Like the for-each statement (introduced in Java 1.5), the automatic resource management statement is a small piece of syntactic sugar with a very high power-to-weight ratio.

The for-each statement in JDK 5 was a clear win. While there were details of the design to be debated (what interface should be accepted, etc.) the basic semantics were uncontested: starting with the first element, one by one visit the next element of the structure until reaching the end. As has been discussed on the list, the desired semantics of the ARM blocks are less clear, such as how any secondary exception should be handled. I would expect the same behavior would not be appropriate in all cases. Also as noted on the list and in the proposal itself, there is a big difference in getting an exception on closing an input stream versus an output stream.

Only in retrospect do the for-each semantics seem clear. When we were working on the design, there were many tricky issues, some of which we got wrong initially (remember SimpleIterator?). There was great debate over exactly which types should qualify for the new construct (now I wish we had included CharSequence). I see the automatic resource management as another clear win, with a comparable amount of complexity.

* Is method resolution impacted?

No; although if multiple clean-up methods are supported, "close", "flush", there will need to be rules about which ones are called if more than one is present.

At this point, I think only one name will be supported (close), so the problem goes away. We went through the same conniptions with the for-each statement (Does it work on Iterator as well as Iterable? What happens if you implement both?).
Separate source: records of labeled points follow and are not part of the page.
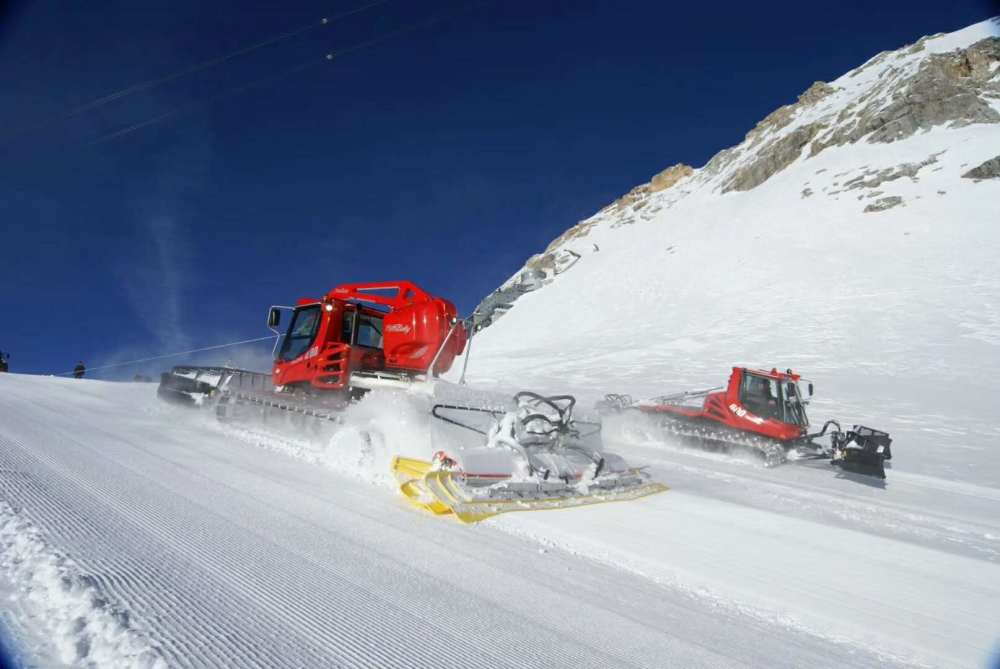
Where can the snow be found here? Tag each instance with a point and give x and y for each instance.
(225, 554)
(135, 533)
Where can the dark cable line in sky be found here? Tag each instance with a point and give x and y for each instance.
(194, 69)
(263, 81)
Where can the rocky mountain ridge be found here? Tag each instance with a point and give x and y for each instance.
(945, 80)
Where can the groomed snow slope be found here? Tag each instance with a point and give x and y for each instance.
(894, 313)
(139, 534)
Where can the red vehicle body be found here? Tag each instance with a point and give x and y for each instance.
(755, 401)
(391, 329)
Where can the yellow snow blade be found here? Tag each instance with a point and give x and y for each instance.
(438, 492)
(410, 473)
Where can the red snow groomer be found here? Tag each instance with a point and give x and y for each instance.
(761, 412)
(355, 338)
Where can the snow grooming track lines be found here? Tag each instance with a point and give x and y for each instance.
(53, 591)
(240, 557)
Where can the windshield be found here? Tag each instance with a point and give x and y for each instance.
(301, 332)
(773, 398)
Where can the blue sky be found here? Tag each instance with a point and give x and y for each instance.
(447, 155)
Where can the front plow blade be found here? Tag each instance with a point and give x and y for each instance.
(471, 500)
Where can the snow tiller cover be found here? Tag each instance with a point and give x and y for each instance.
(763, 413)
(531, 456)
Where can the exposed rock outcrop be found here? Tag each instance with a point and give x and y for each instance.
(773, 158)
(884, 203)
(669, 177)
(988, 170)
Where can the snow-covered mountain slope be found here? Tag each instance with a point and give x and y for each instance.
(852, 236)
(137, 534)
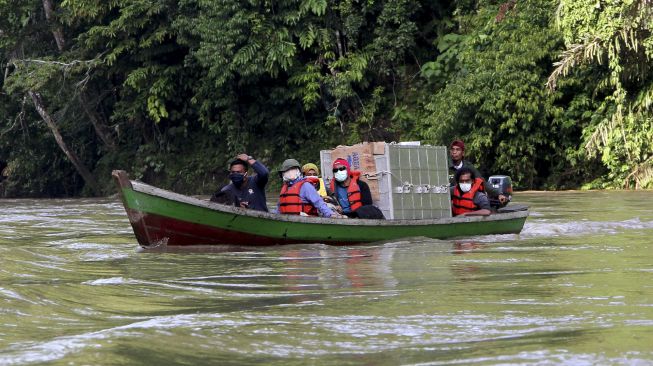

*Ignoring certain *close failures - One shortcoming of the construct as described is that it does not provide a way for the programmer to indicate that exceptions thrown when closing a resource should be ignored. In the case of the copy method, ideally the program would ignore exceptions thrown when closing the InputStream, but not the OutputStream. There are several ways this could be achieved. What did you have in mind here? Different disposable interfaces? Annotations on the resource type?

Two interfaces is one possibility. Another is a second form of the statement, where the client code says "I don't care if this close succeeds or not." The former makes for cleaner client code, the latter allows finer-grained control. I'm ruling out annotations on previously discussed grounds ("the Hamilton principle").

Thinking a bit speculatively, if multi-catch and final rethrow are added, would that have any weird interactions if used with ARM blocks?

Not weird ones, but there is a synergy (noted in the proposa)l: implementation of automatic resource management would be easier with rethrow.

In related matters, I'm working on a writeup on the "finally" variation, an alternative I don't favor, and will send it out in the next day or two.

I think you needn't bother. Its main adherents are now happy with an interface-based version.